My Core 2 Quad PC primarily runs Windows 11 these days. I would've never made the switch, had I not found a way to fix the user interface early this year. My Windows XP installation remains intact, however, it can't access the Internet. I didn't want to steal an Ethernet cable from another PC, so I installed a Wi-Fi card with Windows 7+ drivers.

That said, my K6-2 and Pentium III builds still run Windows XP. I use the latter when my main PC is busy. I've tried Windows 7 on it, but it's simply too demanding for the hardware. My K6-2 would need a BIOS update to run it at all. My attempts to use Linux on these systems ended in disaster; the Riva TNT2 cards inside are not usable, even though the nouveau website claims they're supported. I have yet to get 2D acceleration working in OpenBSD on the K6-2.

I am surprised,Win.7 even worked on a P3,I did never tested Windows 7 on anthing older than P4/Atom,even no reason,as I have quite a lot P4/C2D MoBos,no need to tyranize an older HW with it.
On P3 I use mostly Windows 4.10.2222(98SE)/NT 5.0(2000)/NT 5.1(XP).
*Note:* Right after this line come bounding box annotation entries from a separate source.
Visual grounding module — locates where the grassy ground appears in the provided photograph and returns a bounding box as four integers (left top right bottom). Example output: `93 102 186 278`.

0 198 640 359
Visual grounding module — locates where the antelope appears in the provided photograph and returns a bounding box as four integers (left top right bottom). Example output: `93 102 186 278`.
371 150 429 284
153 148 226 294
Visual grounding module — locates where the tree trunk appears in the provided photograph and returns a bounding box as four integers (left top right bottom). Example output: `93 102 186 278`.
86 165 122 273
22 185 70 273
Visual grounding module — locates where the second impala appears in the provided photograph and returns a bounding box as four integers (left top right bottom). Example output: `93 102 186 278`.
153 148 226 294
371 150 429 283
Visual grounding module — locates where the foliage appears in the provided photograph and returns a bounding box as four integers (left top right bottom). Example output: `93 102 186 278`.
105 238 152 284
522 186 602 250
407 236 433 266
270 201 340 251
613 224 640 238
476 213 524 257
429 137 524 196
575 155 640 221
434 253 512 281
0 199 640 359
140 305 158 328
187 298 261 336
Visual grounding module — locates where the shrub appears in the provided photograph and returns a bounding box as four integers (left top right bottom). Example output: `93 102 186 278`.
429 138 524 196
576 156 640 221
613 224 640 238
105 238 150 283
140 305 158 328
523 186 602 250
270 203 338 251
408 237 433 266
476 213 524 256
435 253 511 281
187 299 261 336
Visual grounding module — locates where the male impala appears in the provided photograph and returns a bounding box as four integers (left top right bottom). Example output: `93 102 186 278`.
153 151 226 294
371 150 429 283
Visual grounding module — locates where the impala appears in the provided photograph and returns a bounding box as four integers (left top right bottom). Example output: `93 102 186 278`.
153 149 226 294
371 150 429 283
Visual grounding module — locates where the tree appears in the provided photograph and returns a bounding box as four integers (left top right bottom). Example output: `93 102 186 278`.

I would never guess,a Win.7 would even successfully install & boot on a P3,as highest P3 configuration is 800MHz & 2GB RAM & many P3 BIOSes have 32GB limit for HDD & Windows 7 32bit needs as min.1GHz CPU,2GB RAM & 40GB HDD.Maybe some UltraLite edition could make sense on P3,I got Windows 7 UltraLite on 4GB SSD of Asus EeePC 901,but as it is unofficial home-made edition,it is buggy,mainly the Desktop is buggy & shows contnts of boot dir instead of the desktop's normal dir.This happened few days after install & I never could fix it.